January 1, 2008

open sesame!

Today I ventured into Troy to check out a Middle Eastern restaurant called Ali Baba. I’d read good things about their bread; I was hopeful that it would be comparable to the deliciousness that is More Than Coffee’s pita bread.


I entered to find a lovely decor—very ethnic and homey. I was warmly greeted by a man who turned out to be the owner and also the chef. Once again, I was the only patron and had my choice of seating. I chose the seat with the best view of the awesome wood-fire oven in which I suspected the bread would be baked.

The menu was interesting. Instead of written descriptions of the dishes, there were pictures. It all looked appetizing, but I had no idea what was what! Good thing I had the full attention of the young waiter, who was happy to answer my questions. I was feeling particularly hungry, so I ordered both an appetizer and an entrée. For the appetizer (aka the excuse to deliver the lavash bread to my belly), I got ezme.

What? You don’t know what ezme is? I didn’t either, so I asked and was told that it was a spicy, chunky, tomato-based dip. So, lesson #1: Ezme is like Middle Eastern salsa.


Since I was the only customer, I felt comfortable whipping out my camera and snapping a picture of my appetizer when it came out. In broken English, Mr. Owner-Chef asked me why I was doing such a thing, and I told him it was because I wanted to show my friends and family what I was eating. He looked at me strangely but said, “Is okay.”


That’s yogurt sauce in the back. After watching my bread puff up no less than 8 inches in the oven, I was a little bummed that it had deflated before it reached me. It looked good though, and the black sesame seeds** were a nice touch.

**CORRECTION: I now suspect that they were not sesame seeds, but nigella seeds:


Anyway, it tasted GREAT--I was thrilled.
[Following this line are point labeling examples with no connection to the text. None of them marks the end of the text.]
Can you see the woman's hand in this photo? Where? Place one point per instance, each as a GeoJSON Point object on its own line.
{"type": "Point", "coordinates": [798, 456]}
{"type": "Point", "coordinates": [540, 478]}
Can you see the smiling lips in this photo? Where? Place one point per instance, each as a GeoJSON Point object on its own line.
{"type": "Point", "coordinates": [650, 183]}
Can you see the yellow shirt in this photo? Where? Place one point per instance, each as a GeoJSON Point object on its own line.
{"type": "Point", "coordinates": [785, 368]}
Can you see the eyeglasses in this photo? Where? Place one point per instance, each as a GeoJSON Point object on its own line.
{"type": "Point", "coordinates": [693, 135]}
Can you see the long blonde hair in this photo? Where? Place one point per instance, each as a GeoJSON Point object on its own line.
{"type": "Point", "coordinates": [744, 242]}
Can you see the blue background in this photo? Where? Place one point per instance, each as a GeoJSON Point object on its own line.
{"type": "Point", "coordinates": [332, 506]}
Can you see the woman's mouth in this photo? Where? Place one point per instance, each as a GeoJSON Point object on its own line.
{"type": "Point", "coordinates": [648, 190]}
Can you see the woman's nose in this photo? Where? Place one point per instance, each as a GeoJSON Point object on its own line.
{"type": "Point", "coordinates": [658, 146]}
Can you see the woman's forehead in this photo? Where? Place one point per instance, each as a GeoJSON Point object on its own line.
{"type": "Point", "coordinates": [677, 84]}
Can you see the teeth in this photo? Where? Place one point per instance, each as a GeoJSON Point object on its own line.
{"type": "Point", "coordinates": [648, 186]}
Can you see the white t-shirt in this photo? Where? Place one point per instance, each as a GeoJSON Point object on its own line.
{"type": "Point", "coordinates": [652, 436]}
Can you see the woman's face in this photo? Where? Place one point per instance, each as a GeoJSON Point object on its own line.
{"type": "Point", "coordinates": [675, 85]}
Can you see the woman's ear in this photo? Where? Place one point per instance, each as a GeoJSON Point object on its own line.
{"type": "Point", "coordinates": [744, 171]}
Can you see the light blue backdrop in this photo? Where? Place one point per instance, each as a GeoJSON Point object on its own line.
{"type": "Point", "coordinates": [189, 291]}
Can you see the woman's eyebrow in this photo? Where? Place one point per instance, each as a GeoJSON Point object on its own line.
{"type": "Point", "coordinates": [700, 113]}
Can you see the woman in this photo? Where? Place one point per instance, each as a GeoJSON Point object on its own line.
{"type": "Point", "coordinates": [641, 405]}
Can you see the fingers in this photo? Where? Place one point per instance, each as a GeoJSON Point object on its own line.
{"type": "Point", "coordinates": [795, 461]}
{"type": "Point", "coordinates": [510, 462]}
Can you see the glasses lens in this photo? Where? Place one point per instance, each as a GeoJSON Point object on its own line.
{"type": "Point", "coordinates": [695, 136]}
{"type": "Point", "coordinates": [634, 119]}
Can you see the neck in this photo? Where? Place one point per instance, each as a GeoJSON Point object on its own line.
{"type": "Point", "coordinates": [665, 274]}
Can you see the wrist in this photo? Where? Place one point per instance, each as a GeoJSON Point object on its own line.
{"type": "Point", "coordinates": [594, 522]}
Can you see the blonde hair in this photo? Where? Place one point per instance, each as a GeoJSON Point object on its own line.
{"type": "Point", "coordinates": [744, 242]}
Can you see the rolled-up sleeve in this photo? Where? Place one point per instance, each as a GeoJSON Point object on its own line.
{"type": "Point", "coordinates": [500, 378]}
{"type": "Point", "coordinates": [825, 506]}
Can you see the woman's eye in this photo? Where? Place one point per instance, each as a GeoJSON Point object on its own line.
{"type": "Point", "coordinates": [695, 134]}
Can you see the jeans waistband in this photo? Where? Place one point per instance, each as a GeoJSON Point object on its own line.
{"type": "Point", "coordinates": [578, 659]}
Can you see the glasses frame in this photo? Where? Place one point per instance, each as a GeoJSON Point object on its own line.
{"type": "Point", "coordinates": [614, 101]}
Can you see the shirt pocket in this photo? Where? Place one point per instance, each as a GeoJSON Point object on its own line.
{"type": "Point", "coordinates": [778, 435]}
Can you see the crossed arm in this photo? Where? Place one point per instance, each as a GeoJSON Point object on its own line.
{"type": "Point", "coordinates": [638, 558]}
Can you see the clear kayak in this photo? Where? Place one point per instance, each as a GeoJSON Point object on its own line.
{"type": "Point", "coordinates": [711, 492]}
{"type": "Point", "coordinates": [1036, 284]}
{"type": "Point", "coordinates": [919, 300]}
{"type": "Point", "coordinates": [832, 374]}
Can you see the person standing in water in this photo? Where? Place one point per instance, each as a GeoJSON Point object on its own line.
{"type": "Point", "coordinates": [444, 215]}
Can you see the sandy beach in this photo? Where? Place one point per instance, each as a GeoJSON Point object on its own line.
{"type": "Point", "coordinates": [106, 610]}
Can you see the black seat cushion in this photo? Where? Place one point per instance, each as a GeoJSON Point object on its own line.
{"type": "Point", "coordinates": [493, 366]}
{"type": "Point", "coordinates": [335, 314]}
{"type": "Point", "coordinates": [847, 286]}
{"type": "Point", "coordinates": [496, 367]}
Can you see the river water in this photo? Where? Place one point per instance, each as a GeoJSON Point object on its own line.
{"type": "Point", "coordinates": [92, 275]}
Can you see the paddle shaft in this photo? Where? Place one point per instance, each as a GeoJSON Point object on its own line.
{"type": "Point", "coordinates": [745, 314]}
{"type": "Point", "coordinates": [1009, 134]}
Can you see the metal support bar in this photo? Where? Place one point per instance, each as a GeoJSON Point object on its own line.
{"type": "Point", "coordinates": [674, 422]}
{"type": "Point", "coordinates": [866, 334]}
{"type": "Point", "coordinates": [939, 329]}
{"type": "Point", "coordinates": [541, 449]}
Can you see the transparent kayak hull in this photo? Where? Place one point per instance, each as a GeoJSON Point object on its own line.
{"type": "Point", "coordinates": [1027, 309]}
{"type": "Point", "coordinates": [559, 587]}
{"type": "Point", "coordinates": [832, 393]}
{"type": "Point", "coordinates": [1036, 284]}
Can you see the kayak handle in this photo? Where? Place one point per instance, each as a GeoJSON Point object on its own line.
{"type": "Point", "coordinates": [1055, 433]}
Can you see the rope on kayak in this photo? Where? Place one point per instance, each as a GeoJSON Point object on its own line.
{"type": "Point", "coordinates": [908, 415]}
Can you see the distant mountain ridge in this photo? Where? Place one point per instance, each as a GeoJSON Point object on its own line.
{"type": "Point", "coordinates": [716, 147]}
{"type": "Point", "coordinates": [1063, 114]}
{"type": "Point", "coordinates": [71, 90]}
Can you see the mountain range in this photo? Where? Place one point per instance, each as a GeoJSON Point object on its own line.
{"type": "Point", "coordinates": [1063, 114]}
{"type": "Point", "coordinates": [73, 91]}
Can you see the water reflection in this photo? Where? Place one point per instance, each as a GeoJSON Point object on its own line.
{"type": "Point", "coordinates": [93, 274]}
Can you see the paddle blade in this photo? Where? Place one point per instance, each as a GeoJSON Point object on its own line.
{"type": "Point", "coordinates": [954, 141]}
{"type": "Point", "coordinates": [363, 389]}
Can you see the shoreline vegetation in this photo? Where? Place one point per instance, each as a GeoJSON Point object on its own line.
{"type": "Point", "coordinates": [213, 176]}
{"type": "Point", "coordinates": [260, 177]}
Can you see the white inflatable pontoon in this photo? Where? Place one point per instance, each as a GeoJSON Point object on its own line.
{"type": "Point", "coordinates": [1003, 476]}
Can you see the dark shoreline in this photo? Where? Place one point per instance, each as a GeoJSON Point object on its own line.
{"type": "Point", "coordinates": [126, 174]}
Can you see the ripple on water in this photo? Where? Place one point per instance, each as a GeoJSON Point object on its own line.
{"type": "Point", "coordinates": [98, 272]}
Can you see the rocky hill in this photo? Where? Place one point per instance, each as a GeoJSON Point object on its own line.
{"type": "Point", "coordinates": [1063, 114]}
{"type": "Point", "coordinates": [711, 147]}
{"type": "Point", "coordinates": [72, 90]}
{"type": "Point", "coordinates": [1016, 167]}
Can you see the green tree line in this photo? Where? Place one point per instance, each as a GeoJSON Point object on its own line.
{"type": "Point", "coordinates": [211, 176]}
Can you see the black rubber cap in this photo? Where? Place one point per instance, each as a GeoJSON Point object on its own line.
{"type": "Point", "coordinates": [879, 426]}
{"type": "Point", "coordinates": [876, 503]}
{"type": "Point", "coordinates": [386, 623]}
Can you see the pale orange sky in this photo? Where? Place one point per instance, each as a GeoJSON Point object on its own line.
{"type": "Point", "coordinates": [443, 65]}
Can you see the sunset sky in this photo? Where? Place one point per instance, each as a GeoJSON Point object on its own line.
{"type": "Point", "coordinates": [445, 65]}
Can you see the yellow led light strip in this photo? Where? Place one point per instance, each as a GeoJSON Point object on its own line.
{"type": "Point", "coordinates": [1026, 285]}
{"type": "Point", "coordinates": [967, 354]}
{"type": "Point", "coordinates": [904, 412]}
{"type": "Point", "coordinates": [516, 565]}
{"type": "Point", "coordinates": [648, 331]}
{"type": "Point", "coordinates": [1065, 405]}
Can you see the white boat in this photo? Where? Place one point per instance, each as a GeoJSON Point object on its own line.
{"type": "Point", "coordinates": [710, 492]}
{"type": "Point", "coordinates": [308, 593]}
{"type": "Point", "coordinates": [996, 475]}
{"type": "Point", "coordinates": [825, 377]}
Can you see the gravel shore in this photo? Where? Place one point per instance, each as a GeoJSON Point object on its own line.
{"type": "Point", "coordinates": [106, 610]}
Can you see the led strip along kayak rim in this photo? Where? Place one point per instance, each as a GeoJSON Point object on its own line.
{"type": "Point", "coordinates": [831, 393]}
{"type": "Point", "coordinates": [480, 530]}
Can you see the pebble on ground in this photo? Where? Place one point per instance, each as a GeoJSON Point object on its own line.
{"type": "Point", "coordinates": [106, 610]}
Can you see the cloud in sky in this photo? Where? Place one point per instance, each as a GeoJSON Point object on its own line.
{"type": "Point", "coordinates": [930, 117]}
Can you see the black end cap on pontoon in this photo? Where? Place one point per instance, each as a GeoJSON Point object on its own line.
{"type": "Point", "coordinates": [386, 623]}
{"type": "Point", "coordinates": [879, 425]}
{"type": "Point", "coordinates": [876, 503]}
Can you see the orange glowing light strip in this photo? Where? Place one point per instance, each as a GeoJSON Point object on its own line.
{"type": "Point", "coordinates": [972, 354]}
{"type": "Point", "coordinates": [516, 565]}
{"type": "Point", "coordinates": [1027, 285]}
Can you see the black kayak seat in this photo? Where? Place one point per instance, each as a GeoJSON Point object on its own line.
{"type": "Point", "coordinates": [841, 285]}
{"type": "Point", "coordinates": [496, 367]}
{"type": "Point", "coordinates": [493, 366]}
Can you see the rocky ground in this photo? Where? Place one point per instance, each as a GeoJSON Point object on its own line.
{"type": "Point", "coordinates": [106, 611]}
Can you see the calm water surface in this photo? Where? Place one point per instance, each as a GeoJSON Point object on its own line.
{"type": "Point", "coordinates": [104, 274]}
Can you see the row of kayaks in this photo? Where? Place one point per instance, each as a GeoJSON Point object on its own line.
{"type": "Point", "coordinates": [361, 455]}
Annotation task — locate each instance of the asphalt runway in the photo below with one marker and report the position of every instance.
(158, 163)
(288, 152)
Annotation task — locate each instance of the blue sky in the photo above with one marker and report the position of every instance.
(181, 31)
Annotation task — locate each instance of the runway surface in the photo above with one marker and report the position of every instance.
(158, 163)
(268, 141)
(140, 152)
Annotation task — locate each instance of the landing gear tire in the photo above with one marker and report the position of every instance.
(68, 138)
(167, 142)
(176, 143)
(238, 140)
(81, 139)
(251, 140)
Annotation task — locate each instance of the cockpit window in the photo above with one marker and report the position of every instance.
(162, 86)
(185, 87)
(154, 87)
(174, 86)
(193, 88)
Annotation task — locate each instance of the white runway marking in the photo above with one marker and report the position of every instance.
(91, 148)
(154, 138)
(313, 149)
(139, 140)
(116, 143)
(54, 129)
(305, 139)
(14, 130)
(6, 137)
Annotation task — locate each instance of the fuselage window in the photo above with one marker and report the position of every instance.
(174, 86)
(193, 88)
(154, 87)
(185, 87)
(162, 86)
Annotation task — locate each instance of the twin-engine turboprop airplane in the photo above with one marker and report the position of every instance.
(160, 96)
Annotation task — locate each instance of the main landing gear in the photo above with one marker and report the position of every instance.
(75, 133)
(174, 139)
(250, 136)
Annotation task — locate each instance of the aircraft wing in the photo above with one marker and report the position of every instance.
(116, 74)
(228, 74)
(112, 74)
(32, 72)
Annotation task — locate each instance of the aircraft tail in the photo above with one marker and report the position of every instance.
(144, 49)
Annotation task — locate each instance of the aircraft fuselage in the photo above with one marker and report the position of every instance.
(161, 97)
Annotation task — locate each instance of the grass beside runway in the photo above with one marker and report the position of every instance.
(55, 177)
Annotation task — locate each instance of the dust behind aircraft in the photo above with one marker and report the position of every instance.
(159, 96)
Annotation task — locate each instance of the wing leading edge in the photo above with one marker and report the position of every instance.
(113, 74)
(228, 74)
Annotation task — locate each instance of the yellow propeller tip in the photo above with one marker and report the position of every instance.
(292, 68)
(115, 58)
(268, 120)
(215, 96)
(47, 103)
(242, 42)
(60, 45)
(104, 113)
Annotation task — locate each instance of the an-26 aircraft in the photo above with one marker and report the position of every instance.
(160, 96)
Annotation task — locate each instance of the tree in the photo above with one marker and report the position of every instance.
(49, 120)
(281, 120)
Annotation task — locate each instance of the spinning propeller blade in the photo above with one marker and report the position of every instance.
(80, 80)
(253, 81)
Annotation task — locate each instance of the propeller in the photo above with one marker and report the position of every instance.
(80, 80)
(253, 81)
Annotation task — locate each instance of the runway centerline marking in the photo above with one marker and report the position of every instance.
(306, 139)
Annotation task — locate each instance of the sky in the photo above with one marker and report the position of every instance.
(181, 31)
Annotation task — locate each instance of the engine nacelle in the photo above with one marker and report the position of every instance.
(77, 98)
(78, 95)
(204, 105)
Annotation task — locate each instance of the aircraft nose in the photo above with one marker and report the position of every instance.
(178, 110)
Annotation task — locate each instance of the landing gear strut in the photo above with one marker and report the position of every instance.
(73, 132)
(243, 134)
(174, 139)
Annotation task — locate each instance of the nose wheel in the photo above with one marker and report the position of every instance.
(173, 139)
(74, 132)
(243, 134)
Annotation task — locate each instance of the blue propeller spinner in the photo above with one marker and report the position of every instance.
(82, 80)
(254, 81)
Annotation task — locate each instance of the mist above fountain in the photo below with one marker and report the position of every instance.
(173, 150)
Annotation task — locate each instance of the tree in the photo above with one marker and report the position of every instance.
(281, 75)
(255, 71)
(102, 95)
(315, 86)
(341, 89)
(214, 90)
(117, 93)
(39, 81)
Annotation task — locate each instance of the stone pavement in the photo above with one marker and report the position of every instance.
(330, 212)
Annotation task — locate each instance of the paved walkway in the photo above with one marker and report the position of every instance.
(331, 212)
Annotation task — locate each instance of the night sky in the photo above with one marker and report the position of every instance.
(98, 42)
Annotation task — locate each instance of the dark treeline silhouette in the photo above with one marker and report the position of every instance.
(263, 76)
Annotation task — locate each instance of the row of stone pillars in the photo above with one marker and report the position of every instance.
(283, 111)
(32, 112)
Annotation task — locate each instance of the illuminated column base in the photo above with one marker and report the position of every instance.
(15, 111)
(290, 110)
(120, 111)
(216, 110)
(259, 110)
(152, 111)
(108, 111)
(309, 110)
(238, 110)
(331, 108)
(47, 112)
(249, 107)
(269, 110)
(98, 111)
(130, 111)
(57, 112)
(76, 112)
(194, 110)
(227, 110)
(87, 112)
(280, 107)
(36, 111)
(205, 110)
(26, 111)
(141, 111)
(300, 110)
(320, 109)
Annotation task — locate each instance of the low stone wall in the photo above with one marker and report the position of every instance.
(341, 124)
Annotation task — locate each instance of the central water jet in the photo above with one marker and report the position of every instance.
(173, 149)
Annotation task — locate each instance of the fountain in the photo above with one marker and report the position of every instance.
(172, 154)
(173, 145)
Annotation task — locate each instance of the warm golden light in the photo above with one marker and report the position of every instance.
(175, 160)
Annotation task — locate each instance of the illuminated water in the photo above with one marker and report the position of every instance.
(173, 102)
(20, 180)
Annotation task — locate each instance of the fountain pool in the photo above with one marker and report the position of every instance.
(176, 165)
It’s the closest I’ve come to finding MTC wonder-bread in NY. The ezme was tasty too, and by tasty, I mean superbly spicy. The yogurt sauce was the perfect chaser to cool my mouth down.

At this point in the meal (between appetizer and entrée), I took the décor picture seen above. Mr. Owner-Chef did not like this. He told me, “No, no, no, I cannot allow you to do that.” I asked him why he changed his mind, and he said, “Mmm...is okay.” I took that to mean it was okay to continue with the picture-taking, so I got up to take a shot of the fabulous oven. Mr. Owner-Chef said, “No, no, no, no, no. No.” Thoroughly confused and somewhat embarrassed, I put my camera away.

Lesson #2: Do not anger burly men who do not speak your language.


After being rebuffed so loudly and unexpectedly, I suspect that it will be awhile before I break out the camera in another restaurant.

So unfortunately, I have no picture of my entrée, which was called chicken iskender. It was quite good--grilled chicken covered in tomato sauce, with more yogurt sauce, rice, and grilled veggies on the side. I feel that it was quite over-priced—-for $9.95, I would’ve expected at least another piece of lavash. And permission to take pictures.


All in all, I had a great meal. The scolding left me a little hurt and a little peeved, but that lavash made it all worthwhile.


Food: A+
Atmosphere: A+
Service: A+


3 comments:

lil bro said...

Atmosphere = A+ ??? Apparently your male siblings have conditioned you to tolerate (and appreciate ??) loud, burly men.

james said...

perhaps the manager was worried you were a reporter, investigating food safety and standards. i can't tell you how many taco bells i've lost in this city due to those ludicrous regulations.

ha.

Albany Jane said...

I don't know if you'll see this, but man... talk about unwelcoming.
And you're right about the prices - I thought they were pretty high for what you got - didn't it seem like everything needed to be $2-3 less?